There is a time for ISO’s when a critical bucket is needed, or a clear good shot is available, but not all the time. It hurts the flow. Instead of working for that difficult shot, pass, screen and cut. Pass, screen, and cut. Don’t worry about your numbers.
We have to comment here on a major distraction. All the post game discussion is about who got the points. Commentators and interviewers (Amy) stop this! It makes the players think of their numbers instead of how hard and how well they played overall.
Jokic doesn’t know his numbers. Get this?
We’re watching. More important is effort as evidenced by, in order of importance: assists, steals, rebounds and blocks. The points will then come.
The assistance persistence process is simple: Move, Pass, Screen and Cut. Every play. Get the best shot.

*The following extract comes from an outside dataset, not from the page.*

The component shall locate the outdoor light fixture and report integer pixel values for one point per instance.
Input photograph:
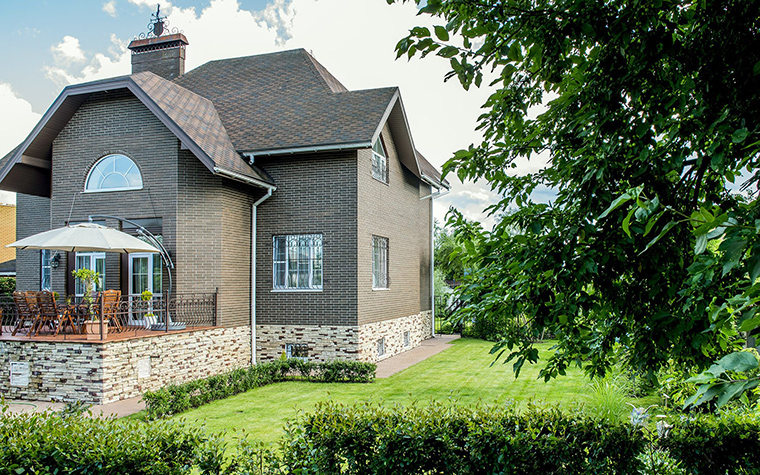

Denver now goes to play the Lakers on a back-to-back in the Laker’s pond. There will be a tremendous tendency to go one-on-one as it is easier than the assistance persistence process. They will sink if they do this.
Do not do what the Laker’s want. It is harder to hit 3’s on a back to back because the legs are a little more tired. Work for the shot with screens, passes, and cuts. Movement. Get up on your man on defense.
So they will have to play with their smarts. Coach, this will be on you. Make them play hard conservatively. Be ready for fresh feet in the fourth quarter. Game manage with lots of time outs and rest your players.
Coach Malone will have to get out of his seat and tell his guys to move, help and cut. Gallo and Mudiay should be very vocal about the same thing on the floor. And do it by example. Jokic will.
We will continue to win with this philosophy. We have some extremely tough games ahead of us. After the Lakers, we play the Spurs, the Clippers and the T-Wolves.